Large Language Models (LLMs) have revolutionized our interaction with computers, providing capabilities such as drafting emails, writing poetry, and even engaging in human-like conversations. However, when it comes to dealing with complex data processing and mathematical calculations, LLMs have their limitations.

While Large Language Models (LLMs) excel at language, they lack the ability to understand and manipulate numbers or symbols in the same way. Additionally, LLMs rely on a limited context window for processing information, and cannot directly access database systems.

That's where MongoDB's Aggregation Framework shines, offering an efficient and powerful solution for complex data analysis tasks. It allows you to process entire collections of data, passing it through a multi-stage data pipeline. Within these stages, you can perform calculations and transformations on entire collections. This bypasses the limitations of LLMs for numerical computations, providing a robust and reliable method for data analysis.

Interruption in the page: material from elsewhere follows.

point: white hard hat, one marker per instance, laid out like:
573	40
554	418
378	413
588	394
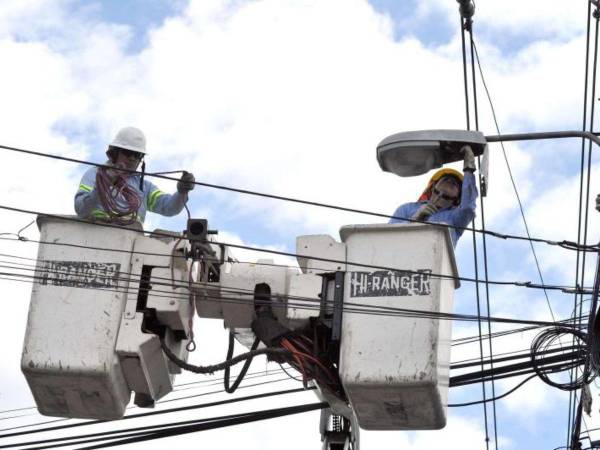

In this blog post, we’ll combine the power of the MongoDB Aggregation framework with GenAI to overcome the limitations of “Classic RAG”. We'll explore this by delving into the MongoDB Atlas Sample Dataset, specifically the sample_analytics database. The transaction data offers a realistic dataset that allows users to hone their skills in data analysis, querying, and aggregation, particularly in the context of financial data.

Explanation of the sample_analytics documents

Collection: transactions

  • transaction_id: This is a unique identifier that distinctly marks each transaction.
  • account_id: This field establishes a connection between the transaction and its corresponding account.
  • date: This represents the precise date and time at which the transaction took place.
  • transaction_code: This indicates the nature of the transaction, such as a deposit, withdrawal, buy, or sell.
  • symbol: If relevant, this field denotes the symbol of the stock or investment involved in the transaction.
  • amount: This reflects the value of the transaction.
  • total: This captures the comprehensive transacted amount, inclusive of quantities, fees, and any additional charges associated with the transaction.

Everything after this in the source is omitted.